Quality Control Practices for Data Annotation

Quality Control Practices for Data Annotation
Data annotation

Not all data is created equal. Whether it’s videos or images, the quality of your data can completely determine the success or failure of your project. This is where quality control comes into play. With the right processes and practices, potential issues can be avoided from the start.

Data teams are often distributed across locations and expertise. Annotators might not be the ones designing algorithms. Quality control is how a common language can be created.

As with any annotation project, success often comes down to the proper tools. You must have a clear idea of what needs to be done. This is why the design of data projects is so important. If nothing is left to chance, every player is able to work without having to figure it out after the fact.  Providing structure around these practices is the central goal of annotation companies.

What is quality control in data annotation?

There are two major ways to think about quality control in data annotation.
First, you can consider the quality of the data being annotated. This requires proper sourcing and assessment.
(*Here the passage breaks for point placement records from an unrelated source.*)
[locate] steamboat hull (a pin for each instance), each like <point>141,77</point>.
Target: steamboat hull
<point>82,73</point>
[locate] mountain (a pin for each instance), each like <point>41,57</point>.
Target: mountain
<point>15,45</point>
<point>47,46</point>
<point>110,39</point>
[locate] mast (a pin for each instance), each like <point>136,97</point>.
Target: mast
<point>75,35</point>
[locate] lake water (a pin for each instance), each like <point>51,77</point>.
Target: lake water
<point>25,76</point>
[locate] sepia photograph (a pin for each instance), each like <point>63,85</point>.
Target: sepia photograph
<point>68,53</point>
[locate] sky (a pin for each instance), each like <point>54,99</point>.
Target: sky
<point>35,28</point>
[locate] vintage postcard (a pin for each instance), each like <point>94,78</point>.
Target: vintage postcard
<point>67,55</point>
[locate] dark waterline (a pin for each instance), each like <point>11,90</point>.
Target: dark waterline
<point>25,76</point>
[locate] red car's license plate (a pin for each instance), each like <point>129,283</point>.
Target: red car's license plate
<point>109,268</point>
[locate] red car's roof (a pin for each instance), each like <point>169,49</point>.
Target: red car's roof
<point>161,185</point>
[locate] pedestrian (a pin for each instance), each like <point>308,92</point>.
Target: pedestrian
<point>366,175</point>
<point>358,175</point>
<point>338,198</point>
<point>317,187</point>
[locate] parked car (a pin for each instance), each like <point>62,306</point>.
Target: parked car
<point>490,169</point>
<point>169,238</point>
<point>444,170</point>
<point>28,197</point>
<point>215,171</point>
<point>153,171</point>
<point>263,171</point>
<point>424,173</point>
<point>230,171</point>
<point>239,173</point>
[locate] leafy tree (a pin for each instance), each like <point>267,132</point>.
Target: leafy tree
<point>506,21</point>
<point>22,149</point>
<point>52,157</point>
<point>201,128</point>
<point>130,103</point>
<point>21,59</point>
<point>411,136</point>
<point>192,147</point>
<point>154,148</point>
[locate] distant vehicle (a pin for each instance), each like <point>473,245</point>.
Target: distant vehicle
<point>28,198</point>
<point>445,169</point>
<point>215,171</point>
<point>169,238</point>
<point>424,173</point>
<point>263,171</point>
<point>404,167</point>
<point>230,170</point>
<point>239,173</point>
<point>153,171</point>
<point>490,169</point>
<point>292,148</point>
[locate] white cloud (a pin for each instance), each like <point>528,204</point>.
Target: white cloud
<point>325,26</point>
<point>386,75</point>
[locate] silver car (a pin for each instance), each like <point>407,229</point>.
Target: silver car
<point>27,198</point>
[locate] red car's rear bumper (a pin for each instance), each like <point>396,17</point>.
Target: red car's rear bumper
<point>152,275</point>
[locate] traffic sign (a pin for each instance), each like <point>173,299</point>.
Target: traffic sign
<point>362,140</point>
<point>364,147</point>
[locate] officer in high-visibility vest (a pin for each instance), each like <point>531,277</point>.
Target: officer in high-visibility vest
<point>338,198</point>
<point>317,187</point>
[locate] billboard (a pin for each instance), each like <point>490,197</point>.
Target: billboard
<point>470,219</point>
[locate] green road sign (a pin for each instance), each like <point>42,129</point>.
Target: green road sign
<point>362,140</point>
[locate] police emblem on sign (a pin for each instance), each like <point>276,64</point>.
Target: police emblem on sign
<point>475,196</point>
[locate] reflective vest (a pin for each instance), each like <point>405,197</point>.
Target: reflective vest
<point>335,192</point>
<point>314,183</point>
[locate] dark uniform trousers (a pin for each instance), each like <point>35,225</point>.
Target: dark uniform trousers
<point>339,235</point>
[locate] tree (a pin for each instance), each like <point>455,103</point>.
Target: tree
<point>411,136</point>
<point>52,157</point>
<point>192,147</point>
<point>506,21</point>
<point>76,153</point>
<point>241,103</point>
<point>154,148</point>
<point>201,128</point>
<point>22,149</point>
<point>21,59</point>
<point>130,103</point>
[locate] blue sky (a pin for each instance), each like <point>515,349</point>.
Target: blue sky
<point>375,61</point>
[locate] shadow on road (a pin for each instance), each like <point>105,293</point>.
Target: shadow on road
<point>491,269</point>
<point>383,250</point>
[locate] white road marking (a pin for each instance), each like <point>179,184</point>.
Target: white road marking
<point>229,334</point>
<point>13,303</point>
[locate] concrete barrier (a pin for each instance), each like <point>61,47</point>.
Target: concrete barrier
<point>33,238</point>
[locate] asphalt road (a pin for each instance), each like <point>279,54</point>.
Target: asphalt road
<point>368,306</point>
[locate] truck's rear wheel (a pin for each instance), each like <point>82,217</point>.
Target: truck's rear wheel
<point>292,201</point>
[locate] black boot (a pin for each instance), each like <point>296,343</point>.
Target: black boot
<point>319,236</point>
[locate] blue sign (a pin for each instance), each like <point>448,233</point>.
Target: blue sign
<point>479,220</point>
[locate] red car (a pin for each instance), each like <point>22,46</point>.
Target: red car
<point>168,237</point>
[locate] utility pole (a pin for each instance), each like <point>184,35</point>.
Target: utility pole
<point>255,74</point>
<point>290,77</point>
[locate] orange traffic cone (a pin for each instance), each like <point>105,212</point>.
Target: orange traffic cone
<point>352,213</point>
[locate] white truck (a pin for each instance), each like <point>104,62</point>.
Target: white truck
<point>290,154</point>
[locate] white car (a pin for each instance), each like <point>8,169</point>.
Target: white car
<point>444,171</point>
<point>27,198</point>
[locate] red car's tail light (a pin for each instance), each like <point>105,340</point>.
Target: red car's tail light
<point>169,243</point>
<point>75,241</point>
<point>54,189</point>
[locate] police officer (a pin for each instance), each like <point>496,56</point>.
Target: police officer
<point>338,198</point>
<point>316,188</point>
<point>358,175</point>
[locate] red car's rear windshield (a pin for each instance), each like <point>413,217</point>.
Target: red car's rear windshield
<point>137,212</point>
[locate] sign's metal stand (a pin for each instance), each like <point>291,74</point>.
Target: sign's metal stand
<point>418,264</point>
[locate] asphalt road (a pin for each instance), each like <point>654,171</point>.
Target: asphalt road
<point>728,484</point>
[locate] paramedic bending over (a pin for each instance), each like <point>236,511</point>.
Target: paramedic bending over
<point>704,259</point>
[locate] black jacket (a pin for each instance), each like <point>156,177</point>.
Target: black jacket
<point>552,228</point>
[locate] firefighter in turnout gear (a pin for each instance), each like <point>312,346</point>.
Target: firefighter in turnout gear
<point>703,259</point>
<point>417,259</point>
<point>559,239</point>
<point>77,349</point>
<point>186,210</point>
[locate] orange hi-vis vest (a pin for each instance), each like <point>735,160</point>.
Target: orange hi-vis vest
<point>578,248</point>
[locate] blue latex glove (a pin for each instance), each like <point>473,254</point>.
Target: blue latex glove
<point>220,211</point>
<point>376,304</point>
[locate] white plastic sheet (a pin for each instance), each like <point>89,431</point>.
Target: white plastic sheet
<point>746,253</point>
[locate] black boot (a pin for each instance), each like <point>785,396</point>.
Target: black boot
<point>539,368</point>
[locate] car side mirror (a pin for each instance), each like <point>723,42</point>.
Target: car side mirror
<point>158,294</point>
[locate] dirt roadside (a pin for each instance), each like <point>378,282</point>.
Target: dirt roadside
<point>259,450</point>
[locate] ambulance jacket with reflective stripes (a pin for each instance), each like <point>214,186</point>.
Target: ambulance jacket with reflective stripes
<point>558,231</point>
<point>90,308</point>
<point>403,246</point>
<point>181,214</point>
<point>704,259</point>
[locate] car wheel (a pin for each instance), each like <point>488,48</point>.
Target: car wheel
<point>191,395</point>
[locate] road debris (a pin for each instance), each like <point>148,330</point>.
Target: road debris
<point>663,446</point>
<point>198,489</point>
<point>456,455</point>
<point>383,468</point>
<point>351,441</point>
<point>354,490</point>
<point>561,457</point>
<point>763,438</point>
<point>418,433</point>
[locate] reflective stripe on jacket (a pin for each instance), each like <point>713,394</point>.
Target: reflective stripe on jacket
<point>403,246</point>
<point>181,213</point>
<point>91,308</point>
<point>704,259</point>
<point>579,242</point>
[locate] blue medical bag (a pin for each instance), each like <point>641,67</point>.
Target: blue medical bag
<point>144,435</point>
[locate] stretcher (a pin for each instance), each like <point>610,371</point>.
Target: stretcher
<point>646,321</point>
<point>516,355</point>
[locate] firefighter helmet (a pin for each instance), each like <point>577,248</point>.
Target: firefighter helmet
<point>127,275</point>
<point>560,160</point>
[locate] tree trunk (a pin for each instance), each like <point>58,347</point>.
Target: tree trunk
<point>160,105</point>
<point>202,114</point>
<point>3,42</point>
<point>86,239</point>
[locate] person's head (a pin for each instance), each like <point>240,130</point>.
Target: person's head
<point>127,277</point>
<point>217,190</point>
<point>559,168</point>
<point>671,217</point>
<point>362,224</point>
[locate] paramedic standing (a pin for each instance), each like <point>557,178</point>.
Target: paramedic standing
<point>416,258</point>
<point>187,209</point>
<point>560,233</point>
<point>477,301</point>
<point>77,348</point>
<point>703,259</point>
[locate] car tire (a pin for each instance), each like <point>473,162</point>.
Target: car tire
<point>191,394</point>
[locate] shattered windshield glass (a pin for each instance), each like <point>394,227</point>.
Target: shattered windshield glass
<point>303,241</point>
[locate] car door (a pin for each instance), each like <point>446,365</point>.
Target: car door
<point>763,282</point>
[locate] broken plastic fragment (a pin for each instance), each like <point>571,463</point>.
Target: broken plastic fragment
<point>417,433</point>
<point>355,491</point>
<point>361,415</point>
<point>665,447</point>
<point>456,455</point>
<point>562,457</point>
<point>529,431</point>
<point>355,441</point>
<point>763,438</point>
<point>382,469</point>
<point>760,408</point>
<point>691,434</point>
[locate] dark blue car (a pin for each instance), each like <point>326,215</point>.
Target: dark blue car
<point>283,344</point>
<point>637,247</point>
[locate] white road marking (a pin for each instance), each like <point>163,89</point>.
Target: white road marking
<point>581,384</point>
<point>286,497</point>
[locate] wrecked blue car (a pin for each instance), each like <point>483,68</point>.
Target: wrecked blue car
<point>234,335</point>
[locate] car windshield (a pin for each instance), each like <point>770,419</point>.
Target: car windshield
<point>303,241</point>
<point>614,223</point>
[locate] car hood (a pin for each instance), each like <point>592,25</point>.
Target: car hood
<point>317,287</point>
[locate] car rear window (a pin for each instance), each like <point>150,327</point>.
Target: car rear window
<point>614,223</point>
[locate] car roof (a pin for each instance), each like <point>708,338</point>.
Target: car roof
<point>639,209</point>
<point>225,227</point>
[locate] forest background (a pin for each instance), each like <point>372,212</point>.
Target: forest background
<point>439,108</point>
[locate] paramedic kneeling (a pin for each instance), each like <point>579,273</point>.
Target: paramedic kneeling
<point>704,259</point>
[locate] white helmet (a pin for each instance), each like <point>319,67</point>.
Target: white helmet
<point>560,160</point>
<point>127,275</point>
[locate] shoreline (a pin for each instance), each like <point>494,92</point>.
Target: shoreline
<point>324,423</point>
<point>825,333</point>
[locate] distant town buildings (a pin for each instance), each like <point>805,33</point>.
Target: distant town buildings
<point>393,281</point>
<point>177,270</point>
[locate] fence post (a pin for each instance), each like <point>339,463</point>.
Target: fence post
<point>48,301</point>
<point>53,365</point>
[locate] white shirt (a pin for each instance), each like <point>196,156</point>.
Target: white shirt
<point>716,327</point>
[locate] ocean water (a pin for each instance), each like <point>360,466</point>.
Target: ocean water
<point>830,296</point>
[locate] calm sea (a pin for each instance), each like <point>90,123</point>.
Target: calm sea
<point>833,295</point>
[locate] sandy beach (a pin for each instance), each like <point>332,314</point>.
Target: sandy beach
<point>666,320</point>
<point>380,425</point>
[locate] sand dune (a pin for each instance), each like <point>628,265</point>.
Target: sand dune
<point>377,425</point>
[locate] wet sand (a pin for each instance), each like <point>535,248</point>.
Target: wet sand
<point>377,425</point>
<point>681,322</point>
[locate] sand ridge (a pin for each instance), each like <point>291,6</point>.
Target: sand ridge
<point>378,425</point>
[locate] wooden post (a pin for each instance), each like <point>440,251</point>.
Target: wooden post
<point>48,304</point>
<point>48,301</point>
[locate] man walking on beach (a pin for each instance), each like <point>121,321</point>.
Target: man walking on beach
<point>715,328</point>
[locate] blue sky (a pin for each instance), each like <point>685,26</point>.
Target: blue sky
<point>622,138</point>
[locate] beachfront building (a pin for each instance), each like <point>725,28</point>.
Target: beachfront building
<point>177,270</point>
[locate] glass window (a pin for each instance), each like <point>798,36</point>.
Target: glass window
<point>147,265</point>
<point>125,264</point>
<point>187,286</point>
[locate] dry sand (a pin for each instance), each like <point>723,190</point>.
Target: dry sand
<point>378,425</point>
Secondly, you can think about the quality of the annotations themselves. This often means assessing the quality of the tools or processes in question. Combining these two ways of thinking can ensure that your ML projects function as you intend them to.

What are the best practices for quality control in data annotation?

Whether you instruct a team on how data should be annotated or do it yourself, a clear understanding of the task is essential. Following certain best practices can help achieve this. Best practices, in this case, refer to different frameworks through which your projects can be designed. While these will, of course, depend on the specific project, there are general rules that should apply across the board.

These best practices fall into a few categories. These can be summarized as follows:

  • Clear communication between data teams and annotators
  • Feedback structures between data teams and annotators
  • Tooling that meets the demands of the training datasets

The first, communication, is critical to the success of projects. As was mentioned, often, the people doing the annotating and the people creating the algorithms are not the same. Data annotation can be a time-consuming practice. Distributed teams or gig workers are commonly used for the processes instead.

Furthermore, the backgrounds of the annotation teams are often dramatically different than those of the data scientists who will use that data. Without clear guidelines of what needs to be done, projects can quickly fall apart.

This is why the second point is so important. Without a clear feedback mechanism, annotators may never realize that their work is not what is needed for the project. The best practice here is for feedback to be obligatory and regular.

After each batch of annotations, monitoring the error rate of what is being annotated is useful. Using that data, new guidelines can be created to increase annotation accuracy. Ideally, this feedback system would become second nature to your annotation teams.

Tooling plays a role in this as well. Without the proper tools to create bounding boxes or key points, it might not even be possible for annotators to complete the task at hand. Ensuring they are set up for success means that fewer corrections will need to be made. This also means that the data science team will need to do the work beforehand to understand the best tools. Again, it isn’t reasonable to expect distributed annotation teams to know that themselves.

Bounding boxes | Source: keymakr.com

Quality Control in Action

Data annotation can take many forms. For example, videos are annotated differently than images. Likewise, images containing many objects are annotated differently than images with single objects.

Finding the tools and practices best suited for each of these use cases can determine the training data's ability to be used. Quality control in annotation requires a clear understanding of what data you’ll receive and what tools best handle it. More importantly, that understanding must be shared across your team.

High error rates in annotated data can cause significant problems for your algorithms. This is made more challenging when distributed teams are tasked with creating these annotations. More than anything, quality control is a function of how well a team is being led toward a goal. As with any team, the secret sauce will be communication and feedback. Planning this can make all the difference for your data project.